Curious About the Impact (If Any) When Using map() and filter() Together

Tell us what’s happening:

When mapping and filtering a large array of objects, I was curious as to whether the order in which map and filter are applied have any impact on efficiency or if it doesn’t really matter…

Challenge: Use the filter Method to Extract Data from an Array

Link to the challenge:

My Solution

this code, which filters first, and then maps a subset of items:

*** SPOILER ALERT ***

var filteredList = watchList.filter(item => {
  return parseFloat(item['imdbRating']) >= 8.0;})
.map(item => {
  return {
    title : item['Title'],
    rating : item['imdbRating']
  }});

versus this code, basically the same as Solution 1 (see the Hints page), which maps a subset of items and then filters them:

*** SPOILER ALERT ***

var filteredList = watchList.map(item => {
  return {
    title : item['Title'],
    rating : item['imdbRating']
  };
}).filter(item => {
  return parseFloat(item['rating']) >= 8.0;});

It would seem to me that since the filter is being applied to a specific key:value pair in the object, it shouldn’t matter. Is this correct?

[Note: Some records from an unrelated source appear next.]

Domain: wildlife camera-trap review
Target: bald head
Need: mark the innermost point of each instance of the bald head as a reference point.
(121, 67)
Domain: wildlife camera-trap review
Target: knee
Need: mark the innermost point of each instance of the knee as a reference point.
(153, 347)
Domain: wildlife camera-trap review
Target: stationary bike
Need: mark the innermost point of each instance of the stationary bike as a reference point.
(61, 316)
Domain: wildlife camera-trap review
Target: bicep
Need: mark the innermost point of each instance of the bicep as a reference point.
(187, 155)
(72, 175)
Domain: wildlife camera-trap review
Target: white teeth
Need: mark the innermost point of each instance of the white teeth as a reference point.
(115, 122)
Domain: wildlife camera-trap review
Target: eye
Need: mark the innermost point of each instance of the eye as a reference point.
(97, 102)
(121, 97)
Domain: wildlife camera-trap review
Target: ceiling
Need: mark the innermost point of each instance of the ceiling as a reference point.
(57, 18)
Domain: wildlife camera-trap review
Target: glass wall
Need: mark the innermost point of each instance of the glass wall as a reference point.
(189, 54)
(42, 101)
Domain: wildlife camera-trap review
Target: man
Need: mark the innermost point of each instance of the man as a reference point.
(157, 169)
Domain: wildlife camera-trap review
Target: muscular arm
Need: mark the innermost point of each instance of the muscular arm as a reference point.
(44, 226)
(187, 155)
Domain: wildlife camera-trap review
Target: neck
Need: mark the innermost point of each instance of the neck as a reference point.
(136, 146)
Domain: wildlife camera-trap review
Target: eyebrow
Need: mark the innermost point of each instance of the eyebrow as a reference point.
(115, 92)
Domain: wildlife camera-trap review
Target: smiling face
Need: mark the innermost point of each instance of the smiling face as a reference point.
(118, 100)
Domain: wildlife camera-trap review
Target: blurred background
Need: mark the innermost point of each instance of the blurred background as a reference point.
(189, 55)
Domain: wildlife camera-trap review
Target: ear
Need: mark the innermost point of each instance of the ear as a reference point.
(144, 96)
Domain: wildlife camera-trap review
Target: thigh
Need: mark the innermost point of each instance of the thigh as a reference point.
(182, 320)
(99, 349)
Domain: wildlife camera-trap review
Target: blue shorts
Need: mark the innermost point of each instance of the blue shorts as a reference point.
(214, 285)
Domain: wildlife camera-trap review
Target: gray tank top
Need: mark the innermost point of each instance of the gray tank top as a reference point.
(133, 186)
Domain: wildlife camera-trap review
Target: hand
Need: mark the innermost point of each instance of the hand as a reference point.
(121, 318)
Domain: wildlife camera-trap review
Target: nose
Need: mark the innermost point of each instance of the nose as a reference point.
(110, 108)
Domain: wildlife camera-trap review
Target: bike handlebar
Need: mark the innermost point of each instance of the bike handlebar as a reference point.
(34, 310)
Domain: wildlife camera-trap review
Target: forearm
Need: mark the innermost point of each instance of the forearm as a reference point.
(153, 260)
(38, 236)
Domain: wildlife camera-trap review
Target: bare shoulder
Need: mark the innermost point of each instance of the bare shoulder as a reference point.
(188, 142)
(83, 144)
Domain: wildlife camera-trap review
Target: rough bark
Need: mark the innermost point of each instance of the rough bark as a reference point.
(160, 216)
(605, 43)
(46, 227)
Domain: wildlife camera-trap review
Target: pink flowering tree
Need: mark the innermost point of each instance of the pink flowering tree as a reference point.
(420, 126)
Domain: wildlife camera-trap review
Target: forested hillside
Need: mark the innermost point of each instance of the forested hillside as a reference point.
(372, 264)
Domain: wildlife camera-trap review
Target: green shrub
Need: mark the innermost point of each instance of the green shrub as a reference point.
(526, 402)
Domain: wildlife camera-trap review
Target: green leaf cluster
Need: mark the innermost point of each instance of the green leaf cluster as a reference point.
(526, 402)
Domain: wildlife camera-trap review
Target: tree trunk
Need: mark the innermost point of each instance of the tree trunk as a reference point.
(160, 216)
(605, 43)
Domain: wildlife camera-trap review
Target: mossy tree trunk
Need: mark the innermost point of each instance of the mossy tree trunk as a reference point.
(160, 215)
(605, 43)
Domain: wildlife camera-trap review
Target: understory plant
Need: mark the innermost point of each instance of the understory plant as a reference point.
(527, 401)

Or perhaps internally (transparent to the coder/programmer) it has to iterate through and check every key:value pair to see if it matches on key and then grabs the value associated with the key, then does the filtering in a similar way.

If that was the case, then it seems more efficient to first grab only what you need, and then filter through it, unless it’s having to parse through everything anyways. Then it’s a moot point and either way has equal efficiency.

Any thoughts?

1 Like

The general rule is to filter before you map. A filtered list is smaller, so the map has less work to do.

3 Likes

The filter is going to go through every single element and test it against the callback.

But is it better to map or filter first? Well, if I have a list of 100 items but I only want to use 15… If I filter first, I filter 100 elements and then map 15 of them. If I do it the other way, I map 100 then filter 15. It terms of iterations it is the same.

The thing that tips the scales for me though is that both of those methods will create a new data array - it makes sense to me to keep that small so I’d want to filter first.

In most applications, it won’t make much of a difference, though.

4 Likes

@JeremyLT @kevinSmith Thanks for your replies!

Yeah that’s kind of what I was thinking and it makes more sense to me as well. Especially since map() and filter() are Array Iteration methods.

Then I got to thinking about how variables, say let a = 5; , or any kind of pointer/reference are retrieved from memory.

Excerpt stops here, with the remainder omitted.